Beyond the recurrent debates on the official status of cosmetic medicine, the variety of problems related to facial rejuvenation requires a multi factorial and support a global vision, with a care strategy that takes into account both the desired result and availability of the patient. Here, the notion of “availability” must be understood in its broadest sense, and fears, even the attitudes of rejection towards this or that method, must be met: each patient has its own rhythm of voluntary access the beauty treatment, and progressive results are often preferable to unwanted gestures or misunderstood.
Nevertheless, there will always, to an urgent request, to admit that the good result will inevitably be delayed, which remains true even if the surgery.
The very term “facial rejuvenation” refers to a very general theme of “anti-aging” on the one hand, and on the other hand, practice a variety of local actions in the face. It is clear that of endocrinology to dermatology, to general medicine and surgery, most activities and medical specialties may be affected by the process. Thus, while an organized medical care system is everywhere recommended, it would be absurd that, in the field of medical aesthetics is not the fact as well.
Multi disciplinarity is the key word here, which should be complementary and add ethics.
In fact, the key players in support of an application are currently the medical aesthetic beauty, the aesthetic dermatologist and the cosmetic surgeon. Their actions must be coordinated and be part of a strategy for personal care, which tends towards the best result possible, while respecting individual choices and safety of the patient. The medical aesthetics, in general practice ambulatory movements without general anesthesia, and limited to superficial tissues, and its comprehensive approach to the patient and phenomena associated with aging result, moreover, for advice, tests paraclinical requirements and often placing in the beauty care industry, in a situation equivalent to that of “doctor”.

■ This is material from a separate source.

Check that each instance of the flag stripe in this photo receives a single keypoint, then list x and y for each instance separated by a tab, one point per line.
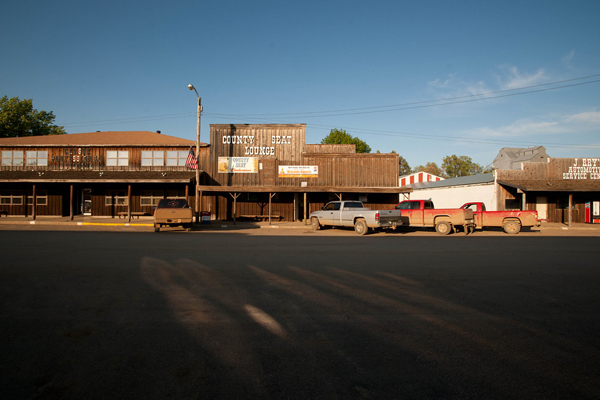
191	161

Whenever the results of actions which require more than technical skills, it will have a duty to report and refer patients to his fellow professionals. As part of the aesthetics of the face, it will be mostly a request for corrective surgery (rhinoplasty, blepharoplasty,facelift,…), but, often, get expert advice for a skin lesion with excision or biopsy may be necessary. No procrastination, no reluctance, no a priori must parasitize these exchanges and this relationship interprofessional, our patients are the primary beneficiaries.
Aesthetic medicine, dermatology and cosmetic surgery are the different agreements of the same partition, the remaining two pitfalls to avoid dissonance and harmony. Thus, the rule remains for all: do well what we can do and be good advice for the rest, which brings us the old adage “primum non nocere.”
The aesthetic treatment of a face, it corresponds to the correction of a defect felt, or request more comprehensive facial rejuvenation, will therefore appeal to local care which one immediately perceives the interest, but also treatments as part of an overall broader effort, medicine “anti-aging.”